Example: The story elements contained in the Psalm 23 would be a classic example of this. That one Psalm alone sums up the spirituality of many who live very simple lives of faith. My great grandmother, Betsy is a good example. As my Dad tells it her life was unbearably hard. She was widowed young, raised six children on her own, laboured at back-breaking jobs in commercial kitchens to the point of mental collapse. Somewhere along the way she stopped going to church probably due to a combination of weariness and social stigma. Yet in her old age she would stop my Dad, then a teenager, in his tracks, and say, “Ronnie, not a day of my life passes when I do not remember that the Lord is my shepherd.”
6) Sacred stories create an enchanted universe where everything belongs.

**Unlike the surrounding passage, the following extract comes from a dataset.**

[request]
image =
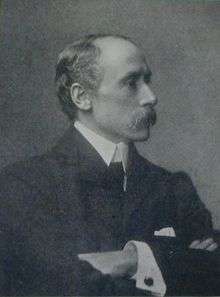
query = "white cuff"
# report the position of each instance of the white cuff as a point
(148, 275)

Children live in an enchanted universe when they know they belong to it and it belongs to them. Like the Kikuyu whose creation myth tells them their people were created on location at the foot of Mt. Kenya and the Haida whose origin story tells them “two-leggeds” first emerged from a clam shell on the beaches of Haida Gwaii. Myths and rituals hold children and youth. They give them a place to land their own lives and know that they have not been cut loose in the universe to figure it out on their own.
In the story guild program that I developed the kids say a prayer that goes like this “Thank you God that my story is held in your story.”
Example: Most origin myths of traditional peoples including the origin myth found in Genesis 1.
In summary then, here’s my case for sacred stories:
First, what they are not. Sacred stories are not political platforms. They are not morality tales. And contrary to popular opinion sacred stories are not inspirational stories advocating up-standing character traits.
Sacred stories are metaphorical narratives that speak to the deep-level questions and longings of our soul. At their best they give us a symbolic roadmap that helps us find a way through struggle and separation toward wholeness and community. They hold our lives at a sub-conscious level and fortify our minds at a conscious level. Sacred stories are about the greatest of undertakings whether individual or collective: the journey of transformation into the fullest expression of what it means to be human.
To this end I would include epic narrative like The Lord of the Rings and Star Wars as contemporary forms of sacred story.
Though I wonder how tellable they are, i.e. sitting on grandfather’s knee? (That’s a different blog).
Sacred stories were once considered essential guides into and through life’s so-called Big Questions. They are now on the endangered list in western, secular culture. Good? Bad? Inevitable? Will it make any difference human development and thriving? I’m curious to hear your thoughts.